Jack Gentry

Personal information
- Full name: Jack Sydney Bates Gentry
- Born: 4 October 1899 Wanstead, Essex, England
- Died: 16 April 1978 (aged 78) Loxwood, Sussex, England
- Batting: Right-handed
- Bowling: Slow left-arm orthodox

Domestic team information
- 1919: Hampshire
- 1922–1923: Surrey
- 1925: Essex

Career statistics
| Competition | First-class |
| Matches | 12 |
| Runs scored | 68 |
| Batting average | 8.50 |
| 100s/50s | –/– |
| Top score | 13 |
| Balls bowled | 2,563 |
| Wickets | 36 |
| Bowling average | 22.05 |
| 5 wickets in innings | – |
| 10 wickets in match | – |
| Best bowling | 4/36 |
| Catches/stumpings | 3/– |
- Source: Cricinfo, 14 February 2010

= Jack Gentry (English cricketer) =

English cricketer (1899–1978)

Jack Sydney Bates Gentry (4 October 1899 – 16 April 1978) was an English first-class cricketer and an officer in the British Army.

The son of Frederick Bates, he was born at Wanstead in October 1899, but grew up in Bournemouth. He was educated at Christ's Hospital, where he represented the school cricket team. Following the completion of his education, he was commissioned into the Hampshire Regiment as a temporary second lieutenant in February 1919. He made his debut in first-class cricket in the 1919 County Championship, playing a single match for Hampshire against Essex at Bournemouth.

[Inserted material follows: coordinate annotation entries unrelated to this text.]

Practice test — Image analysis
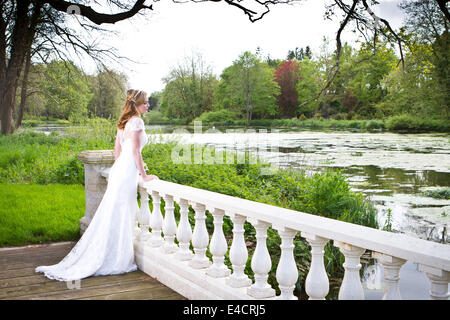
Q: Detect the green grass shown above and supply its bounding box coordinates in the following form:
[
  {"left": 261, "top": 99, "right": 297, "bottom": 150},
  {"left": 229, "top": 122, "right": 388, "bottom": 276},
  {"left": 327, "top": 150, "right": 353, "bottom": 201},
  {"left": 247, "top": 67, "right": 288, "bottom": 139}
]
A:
[{"left": 0, "top": 184, "right": 85, "bottom": 246}]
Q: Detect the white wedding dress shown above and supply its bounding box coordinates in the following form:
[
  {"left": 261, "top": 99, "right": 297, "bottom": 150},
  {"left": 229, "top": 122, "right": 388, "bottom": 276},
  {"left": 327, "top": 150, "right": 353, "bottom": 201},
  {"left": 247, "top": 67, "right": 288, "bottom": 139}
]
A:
[{"left": 35, "top": 117, "right": 148, "bottom": 281}]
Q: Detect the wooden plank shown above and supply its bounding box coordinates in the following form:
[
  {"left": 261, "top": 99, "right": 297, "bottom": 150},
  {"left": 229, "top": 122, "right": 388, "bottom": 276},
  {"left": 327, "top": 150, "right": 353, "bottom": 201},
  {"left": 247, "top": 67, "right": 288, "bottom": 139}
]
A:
[
  {"left": 0, "top": 252, "right": 69, "bottom": 267},
  {"left": 0, "top": 256, "right": 62, "bottom": 272},
  {"left": 0, "top": 242, "right": 184, "bottom": 300},
  {"left": 0, "top": 242, "right": 75, "bottom": 260},
  {"left": 0, "top": 267, "right": 36, "bottom": 280},
  {"left": 0, "top": 271, "right": 151, "bottom": 299},
  {"left": 0, "top": 271, "right": 156, "bottom": 289},
  {"left": 11, "top": 280, "right": 162, "bottom": 300}
]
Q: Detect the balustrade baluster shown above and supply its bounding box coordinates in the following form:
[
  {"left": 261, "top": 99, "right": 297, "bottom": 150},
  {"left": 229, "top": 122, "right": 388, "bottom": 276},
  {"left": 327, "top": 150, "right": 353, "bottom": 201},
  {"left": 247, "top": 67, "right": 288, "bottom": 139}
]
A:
[
  {"left": 226, "top": 214, "right": 252, "bottom": 288},
  {"left": 189, "top": 203, "right": 211, "bottom": 269},
  {"left": 274, "top": 226, "right": 298, "bottom": 300},
  {"left": 247, "top": 220, "right": 275, "bottom": 299},
  {"left": 372, "top": 252, "right": 406, "bottom": 300},
  {"left": 419, "top": 264, "right": 450, "bottom": 300},
  {"left": 162, "top": 194, "right": 178, "bottom": 253},
  {"left": 206, "top": 209, "right": 231, "bottom": 278},
  {"left": 335, "top": 241, "right": 366, "bottom": 300},
  {"left": 137, "top": 188, "right": 151, "bottom": 241},
  {"left": 150, "top": 191, "right": 163, "bottom": 247},
  {"left": 175, "top": 199, "right": 194, "bottom": 261},
  {"left": 302, "top": 233, "right": 330, "bottom": 300}
]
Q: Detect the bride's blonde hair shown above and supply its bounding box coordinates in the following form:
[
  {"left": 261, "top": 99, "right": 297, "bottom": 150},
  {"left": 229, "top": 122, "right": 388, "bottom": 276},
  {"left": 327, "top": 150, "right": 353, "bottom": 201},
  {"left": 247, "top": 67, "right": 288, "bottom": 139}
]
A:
[{"left": 117, "top": 89, "right": 147, "bottom": 130}]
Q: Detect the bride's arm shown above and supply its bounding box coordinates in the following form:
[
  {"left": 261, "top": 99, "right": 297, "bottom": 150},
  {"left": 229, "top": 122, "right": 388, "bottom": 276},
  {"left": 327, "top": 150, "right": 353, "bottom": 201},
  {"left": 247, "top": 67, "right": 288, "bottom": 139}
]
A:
[{"left": 114, "top": 129, "right": 122, "bottom": 160}]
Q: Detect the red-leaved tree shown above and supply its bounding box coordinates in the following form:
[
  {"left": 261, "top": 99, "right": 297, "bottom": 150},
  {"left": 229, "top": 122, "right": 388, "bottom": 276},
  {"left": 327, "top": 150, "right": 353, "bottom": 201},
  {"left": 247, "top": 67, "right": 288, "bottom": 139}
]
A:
[{"left": 275, "top": 60, "right": 301, "bottom": 117}]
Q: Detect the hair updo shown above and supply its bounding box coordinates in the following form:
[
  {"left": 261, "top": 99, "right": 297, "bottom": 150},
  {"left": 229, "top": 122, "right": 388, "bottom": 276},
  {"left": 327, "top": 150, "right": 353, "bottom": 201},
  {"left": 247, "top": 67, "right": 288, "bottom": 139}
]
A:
[{"left": 117, "top": 89, "right": 147, "bottom": 130}]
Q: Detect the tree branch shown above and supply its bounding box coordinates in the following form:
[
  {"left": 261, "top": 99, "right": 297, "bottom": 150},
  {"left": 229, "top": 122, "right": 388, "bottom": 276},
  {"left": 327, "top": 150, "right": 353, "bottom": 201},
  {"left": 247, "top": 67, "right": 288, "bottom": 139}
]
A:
[{"left": 38, "top": 0, "right": 153, "bottom": 24}]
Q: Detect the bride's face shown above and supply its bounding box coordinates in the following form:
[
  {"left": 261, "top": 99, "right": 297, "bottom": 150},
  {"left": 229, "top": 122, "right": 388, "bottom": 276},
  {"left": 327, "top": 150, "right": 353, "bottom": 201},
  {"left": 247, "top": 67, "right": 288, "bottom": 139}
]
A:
[{"left": 137, "top": 101, "right": 148, "bottom": 114}]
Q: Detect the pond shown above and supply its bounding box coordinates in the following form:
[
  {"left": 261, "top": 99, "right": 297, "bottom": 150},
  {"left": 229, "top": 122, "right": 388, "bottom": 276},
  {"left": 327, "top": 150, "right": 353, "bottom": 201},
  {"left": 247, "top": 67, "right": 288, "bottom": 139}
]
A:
[
  {"left": 37, "top": 125, "right": 450, "bottom": 299},
  {"left": 148, "top": 126, "right": 450, "bottom": 300}
]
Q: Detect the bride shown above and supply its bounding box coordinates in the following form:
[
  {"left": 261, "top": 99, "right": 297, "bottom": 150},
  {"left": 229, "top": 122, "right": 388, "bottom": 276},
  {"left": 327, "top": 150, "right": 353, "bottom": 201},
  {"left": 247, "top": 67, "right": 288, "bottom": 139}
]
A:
[{"left": 35, "top": 89, "right": 158, "bottom": 281}]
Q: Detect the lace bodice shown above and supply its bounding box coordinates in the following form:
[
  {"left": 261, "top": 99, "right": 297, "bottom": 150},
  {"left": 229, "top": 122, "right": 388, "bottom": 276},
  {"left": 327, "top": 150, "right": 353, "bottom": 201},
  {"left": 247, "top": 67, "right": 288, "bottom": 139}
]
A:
[{"left": 119, "top": 117, "right": 148, "bottom": 150}]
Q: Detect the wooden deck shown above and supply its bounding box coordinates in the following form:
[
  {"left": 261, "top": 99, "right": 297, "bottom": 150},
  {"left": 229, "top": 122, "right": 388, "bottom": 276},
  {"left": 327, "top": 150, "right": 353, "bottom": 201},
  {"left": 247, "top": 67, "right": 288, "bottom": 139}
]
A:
[{"left": 0, "top": 242, "right": 185, "bottom": 300}]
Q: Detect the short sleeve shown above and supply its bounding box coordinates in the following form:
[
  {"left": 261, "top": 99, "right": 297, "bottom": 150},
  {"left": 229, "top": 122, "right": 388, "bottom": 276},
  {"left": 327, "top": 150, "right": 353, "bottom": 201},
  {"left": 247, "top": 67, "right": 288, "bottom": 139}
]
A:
[{"left": 129, "top": 117, "right": 145, "bottom": 131}]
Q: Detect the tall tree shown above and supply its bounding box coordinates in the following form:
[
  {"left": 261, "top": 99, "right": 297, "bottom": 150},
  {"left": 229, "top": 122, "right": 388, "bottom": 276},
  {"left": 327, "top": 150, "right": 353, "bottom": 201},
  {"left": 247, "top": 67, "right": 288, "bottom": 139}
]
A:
[
  {"left": 88, "top": 67, "right": 127, "bottom": 118},
  {"left": 161, "top": 53, "right": 217, "bottom": 120},
  {"left": 275, "top": 60, "right": 300, "bottom": 118},
  {"left": 216, "top": 51, "right": 280, "bottom": 125}
]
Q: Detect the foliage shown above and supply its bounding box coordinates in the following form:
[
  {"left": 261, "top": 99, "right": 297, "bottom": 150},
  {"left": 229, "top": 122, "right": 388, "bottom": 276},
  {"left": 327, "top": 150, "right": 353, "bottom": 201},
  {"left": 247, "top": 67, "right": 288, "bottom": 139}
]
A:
[
  {"left": 386, "top": 114, "right": 450, "bottom": 132},
  {"left": 0, "top": 128, "right": 378, "bottom": 294},
  {"left": 88, "top": 68, "right": 127, "bottom": 118},
  {"left": 192, "top": 109, "right": 239, "bottom": 123},
  {"left": 160, "top": 54, "right": 217, "bottom": 121},
  {"left": 40, "top": 60, "right": 92, "bottom": 119},
  {"left": 216, "top": 51, "right": 279, "bottom": 123},
  {"left": 0, "top": 184, "right": 85, "bottom": 246},
  {"left": 275, "top": 60, "right": 300, "bottom": 117}
]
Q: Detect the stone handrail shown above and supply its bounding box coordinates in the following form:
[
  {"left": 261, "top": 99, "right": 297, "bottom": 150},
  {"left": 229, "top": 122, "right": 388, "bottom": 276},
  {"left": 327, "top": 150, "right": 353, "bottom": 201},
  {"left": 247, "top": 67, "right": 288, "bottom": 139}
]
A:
[{"left": 79, "top": 150, "right": 450, "bottom": 299}]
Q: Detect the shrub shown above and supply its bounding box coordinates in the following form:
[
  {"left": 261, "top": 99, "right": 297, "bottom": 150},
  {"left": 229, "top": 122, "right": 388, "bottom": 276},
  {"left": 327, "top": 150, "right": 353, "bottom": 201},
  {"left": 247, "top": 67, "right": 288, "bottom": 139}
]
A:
[
  {"left": 365, "top": 120, "right": 384, "bottom": 130},
  {"left": 386, "top": 114, "right": 450, "bottom": 132}
]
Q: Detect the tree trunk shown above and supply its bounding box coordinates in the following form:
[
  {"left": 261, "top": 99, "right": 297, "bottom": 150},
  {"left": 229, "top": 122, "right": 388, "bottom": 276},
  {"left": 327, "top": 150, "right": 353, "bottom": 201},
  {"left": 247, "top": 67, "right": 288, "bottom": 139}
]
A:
[
  {"left": 16, "top": 50, "right": 31, "bottom": 128},
  {"left": 0, "top": 0, "right": 42, "bottom": 134}
]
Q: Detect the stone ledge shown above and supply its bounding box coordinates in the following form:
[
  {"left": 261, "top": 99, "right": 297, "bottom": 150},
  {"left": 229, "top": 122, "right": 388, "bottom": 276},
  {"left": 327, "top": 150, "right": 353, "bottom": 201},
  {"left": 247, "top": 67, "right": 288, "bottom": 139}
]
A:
[{"left": 78, "top": 150, "right": 114, "bottom": 164}]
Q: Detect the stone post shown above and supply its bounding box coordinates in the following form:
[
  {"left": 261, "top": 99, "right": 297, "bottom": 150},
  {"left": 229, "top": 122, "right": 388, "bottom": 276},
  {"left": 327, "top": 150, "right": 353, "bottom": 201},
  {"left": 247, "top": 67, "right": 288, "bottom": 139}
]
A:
[{"left": 78, "top": 150, "right": 114, "bottom": 235}]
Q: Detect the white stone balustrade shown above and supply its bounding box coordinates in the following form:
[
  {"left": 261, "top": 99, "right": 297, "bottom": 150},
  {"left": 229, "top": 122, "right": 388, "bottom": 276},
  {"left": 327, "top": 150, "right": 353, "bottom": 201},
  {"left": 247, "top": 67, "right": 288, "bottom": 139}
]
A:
[
  {"left": 206, "top": 209, "right": 231, "bottom": 278},
  {"left": 189, "top": 203, "right": 211, "bottom": 269},
  {"left": 175, "top": 199, "right": 193, "bottom": 261},
  {"left": 275, "top": 227, "right": 298, "bottom": 300},
  {"left": 150, "top": 191, "right": 164, "bottom": 247},
  {"left": 303, "top": 233, "right": 330, "bottom": 300},
  {"left": 81, "top": 160, "right": 450, "bottom": 299},
  {"left": 162, "top": 195, "right": 178, "bottom": 253},
  {"left": 137, "top": 187, "right": 151, "bottom": 241}
]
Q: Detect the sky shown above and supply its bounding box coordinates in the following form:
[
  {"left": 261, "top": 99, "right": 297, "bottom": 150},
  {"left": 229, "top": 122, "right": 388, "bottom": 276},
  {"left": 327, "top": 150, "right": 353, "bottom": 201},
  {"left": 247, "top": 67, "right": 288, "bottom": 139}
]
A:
[{"left": 75, "top": 0, "right": 403, "bottom": 94}]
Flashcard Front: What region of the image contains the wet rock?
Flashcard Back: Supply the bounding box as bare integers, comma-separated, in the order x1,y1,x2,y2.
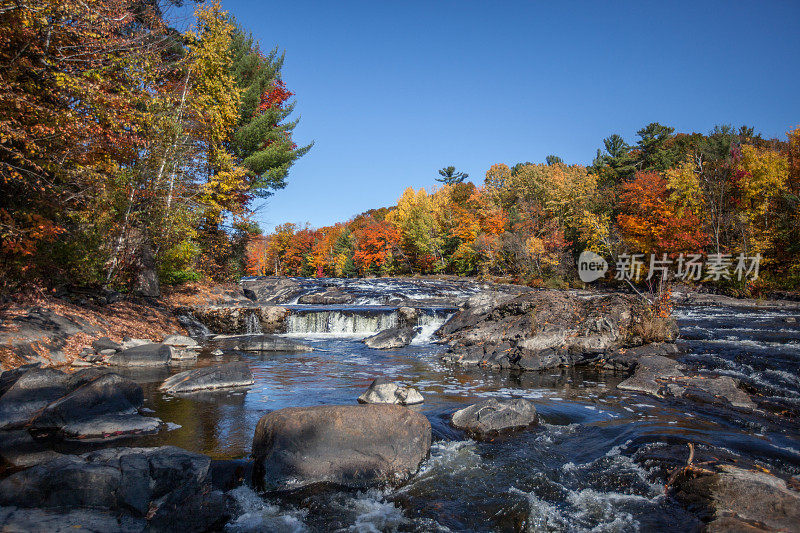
161,335,200,348
297,288,355,305
617,355,756,409
92,337,122,355
159,363,255,394
253,404,431,489
0,446,227,531
29,368,161,440
0,429,61,468
358,379,425,405
438,290,677,370
0,367,69,429
671,465,800,532
107,344,172,366
451,398,538,437
212,334,313,352
363,327,417,350
617,355,684,396
0,507,147,533
187,305,289,334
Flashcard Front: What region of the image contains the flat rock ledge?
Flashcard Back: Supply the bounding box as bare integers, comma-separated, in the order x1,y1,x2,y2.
617,355,756,409
363,327,417,350
358,379,425,405
211,333,314,352
451,398,538,438
0,446,228,531
437,290,678,370
253,404,431,490
670,465,800,533
159,362,255,394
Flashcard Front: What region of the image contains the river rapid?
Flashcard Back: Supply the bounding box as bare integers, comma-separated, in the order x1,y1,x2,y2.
120,280,800,532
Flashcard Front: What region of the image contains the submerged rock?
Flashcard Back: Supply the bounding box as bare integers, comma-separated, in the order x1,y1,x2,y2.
0,366,69,429
107,344,172,366
212,334,313,352
617,355,756,409
159,363,255,393
451,398,538,437
364,327,417,350
0,446,227,531
438,290,677,370
671,465,800,532
358,379,425,405
253,404,431,489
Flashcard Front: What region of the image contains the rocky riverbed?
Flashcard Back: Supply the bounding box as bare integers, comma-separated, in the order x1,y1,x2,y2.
0,278,800,531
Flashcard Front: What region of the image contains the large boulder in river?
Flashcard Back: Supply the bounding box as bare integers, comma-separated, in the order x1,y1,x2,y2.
0,446,227,531
438,290,677,370
159,362,255,394
670,465,800,532
29,368,161,440
212,334,313,352
107,344,172,366
0,366,69,429
364,327,417,350
358,379,425,405
451,398,538,437
253,404,431,489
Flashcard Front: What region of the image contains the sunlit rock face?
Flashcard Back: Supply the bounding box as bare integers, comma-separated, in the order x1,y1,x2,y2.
438,291,677,370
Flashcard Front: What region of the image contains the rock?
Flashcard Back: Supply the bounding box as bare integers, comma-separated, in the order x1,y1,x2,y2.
358,379,425,405
363,327,417,350
0,507,147,533
451,398,538,437
161,335,200,349
92,337,122,353
212,334,313,352
671,465,800,531
253,404,431,489
297,288,355,305
617,355,756,409
108,344,172,366
437,290,677,370
0,429,61,468
159,363,255,394
0,367,69,429
186,305,289,334
29,368,161,440
169,346,200,361
617,355,684,396
122,337,153,350
0,446,227,531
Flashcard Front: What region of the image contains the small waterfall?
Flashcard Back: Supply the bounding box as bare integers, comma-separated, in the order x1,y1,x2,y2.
286,309,397,336
244,311,263,335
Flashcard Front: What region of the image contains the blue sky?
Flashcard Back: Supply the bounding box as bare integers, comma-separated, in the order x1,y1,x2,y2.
195,0,800,231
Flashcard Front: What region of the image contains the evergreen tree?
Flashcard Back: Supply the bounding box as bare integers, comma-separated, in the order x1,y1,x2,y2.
436,165,469,185
230,25,313,197
636,122,681,170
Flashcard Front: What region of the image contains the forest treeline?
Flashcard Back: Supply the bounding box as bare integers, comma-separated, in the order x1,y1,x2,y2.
248,123,800,294
0,0,310,295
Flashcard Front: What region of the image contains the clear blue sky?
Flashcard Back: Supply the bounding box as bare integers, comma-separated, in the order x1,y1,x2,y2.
205,0,800,231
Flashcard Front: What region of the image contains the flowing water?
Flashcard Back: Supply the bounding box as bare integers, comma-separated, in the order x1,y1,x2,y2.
125,282,800,532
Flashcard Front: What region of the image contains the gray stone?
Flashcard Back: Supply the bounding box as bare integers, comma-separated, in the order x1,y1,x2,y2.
364,327,416,350
108,344,172,366
92,337,122,353
159,362,255,394
213,334,313,352
253,404,431,489
0,367,69,429
161,335,200,349
358,379,425,405
452,398,538,437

Gentry gained employment with the Port of London Authority in the 1920s, and subsequently qualified to play for Surrey. He made eight first-class appearances for the county in 1922 and 1923, before making a final appearance in first-class cricket for Essex against Yorkshire at Leyton in the 1925 County Championship. Playing as a slow left-arm orthodox bowler, Wisden described Gentry as an extremely accurate spinner, but one who lacked the spin of greater spin bowlers. It was noted that he was more effective on hard wickets rather than softer ones. Across twelve first-class matches, he took 36 wickets at an average of 22.05, with best figures of 4 for 36.

During the Second World War, Gentry served with the Royal Engineers, having gained a commission as a captain in August 1938, with promotion to major following just weeks before the outbreak of the war. He was mentioned in despatches in both December 1940 and 1941. He was made an MBE in September 1942, in recognition of distinguished service in the Middle Eastern campaign. He spent the remainder of the conflict stationed in British India, where he held the appointment of deputy port director for the Port of Calcutta. In recognition of this role, he was made an CIE in the 1946 Birthday Honours. Following the war, Gentry was appointed general manager of The Tees Conservancy Commission, a role he held from 1946 to 1966. In recognition of his nearly–twenty years service with the commission, he was made a CBE in the 1965 Birthday Honours. He also served as a justice of the peace. Gentry died in April 1978 at Loxwood, Sussex, following a long illness.